David Clay Goodnow (born October 20, 1939) is an American journalist known for his work as an anchor on CNN Headline News.

==Biography==
Goodnow was born in Vincennes, Indiana. He is a 1957 graduate of Vincennes Lincoln High School, and a member of the Pi Kappa Phi fraternity. He got his start in broadcasting on the AM side of WAKO-FM in September 1959 and in 1961, he moved to WAOV, a radio station in Vincennes, Indiana. He then moved to the television side of the business first taking a job at WTVW in Evansville, Indiana and later WTHI-TV in Terre Haute, Indiana. From 1982 until 2000, he worked as an anchor for CNN Headline News, one of the original anchors at their Atlanta International Headquarters.

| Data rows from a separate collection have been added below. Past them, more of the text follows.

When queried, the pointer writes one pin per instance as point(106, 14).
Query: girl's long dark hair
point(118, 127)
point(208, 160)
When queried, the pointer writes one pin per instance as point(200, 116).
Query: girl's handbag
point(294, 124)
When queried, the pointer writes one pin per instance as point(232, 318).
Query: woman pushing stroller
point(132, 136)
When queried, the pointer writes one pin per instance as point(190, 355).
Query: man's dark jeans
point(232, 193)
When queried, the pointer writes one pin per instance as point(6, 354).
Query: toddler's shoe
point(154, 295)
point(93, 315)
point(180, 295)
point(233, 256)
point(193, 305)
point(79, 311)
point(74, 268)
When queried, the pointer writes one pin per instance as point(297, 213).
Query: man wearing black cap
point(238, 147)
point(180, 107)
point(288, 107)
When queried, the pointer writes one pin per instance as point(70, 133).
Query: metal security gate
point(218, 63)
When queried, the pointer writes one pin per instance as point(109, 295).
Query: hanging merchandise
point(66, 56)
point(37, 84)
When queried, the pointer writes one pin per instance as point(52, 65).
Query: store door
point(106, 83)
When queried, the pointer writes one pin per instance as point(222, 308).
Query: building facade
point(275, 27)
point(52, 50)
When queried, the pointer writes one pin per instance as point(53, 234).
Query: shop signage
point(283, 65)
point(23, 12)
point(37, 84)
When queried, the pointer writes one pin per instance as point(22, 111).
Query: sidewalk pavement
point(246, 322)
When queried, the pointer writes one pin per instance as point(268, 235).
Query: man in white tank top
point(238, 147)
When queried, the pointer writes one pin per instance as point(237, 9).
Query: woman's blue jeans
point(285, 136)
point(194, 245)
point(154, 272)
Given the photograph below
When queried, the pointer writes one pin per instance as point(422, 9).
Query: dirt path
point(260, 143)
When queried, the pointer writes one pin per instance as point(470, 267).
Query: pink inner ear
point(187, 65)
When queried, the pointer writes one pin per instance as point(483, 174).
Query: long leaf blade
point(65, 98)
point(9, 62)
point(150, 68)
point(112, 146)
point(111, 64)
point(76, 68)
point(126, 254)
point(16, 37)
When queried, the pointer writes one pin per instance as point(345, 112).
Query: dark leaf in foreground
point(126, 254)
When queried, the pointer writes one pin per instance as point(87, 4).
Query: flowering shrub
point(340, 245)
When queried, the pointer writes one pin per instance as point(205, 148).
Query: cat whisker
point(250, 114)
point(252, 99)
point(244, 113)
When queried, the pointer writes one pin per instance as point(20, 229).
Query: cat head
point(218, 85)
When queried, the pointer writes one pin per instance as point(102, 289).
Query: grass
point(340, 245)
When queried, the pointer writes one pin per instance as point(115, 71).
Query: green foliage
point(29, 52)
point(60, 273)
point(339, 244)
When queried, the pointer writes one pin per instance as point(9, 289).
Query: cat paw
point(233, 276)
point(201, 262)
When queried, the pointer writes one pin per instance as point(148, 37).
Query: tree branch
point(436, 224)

As of 2016, he resides outside of Atlanta, Georgia.

==Freemasonry==
Goodnow was a member of DeMolay, and is in the DeMolay International Hall of Fame, and is also a member of the DeMolay Legion of Honor. He was raised a Master Mason in Lessing Lodge No. 464 in Evansville, Indiana. He also received the 33° in the Ancient Accepted Scottish Rite, Northern Masonic Jurisdiction and the Caleb B. Smith award from the Grand Lodge of Indiana.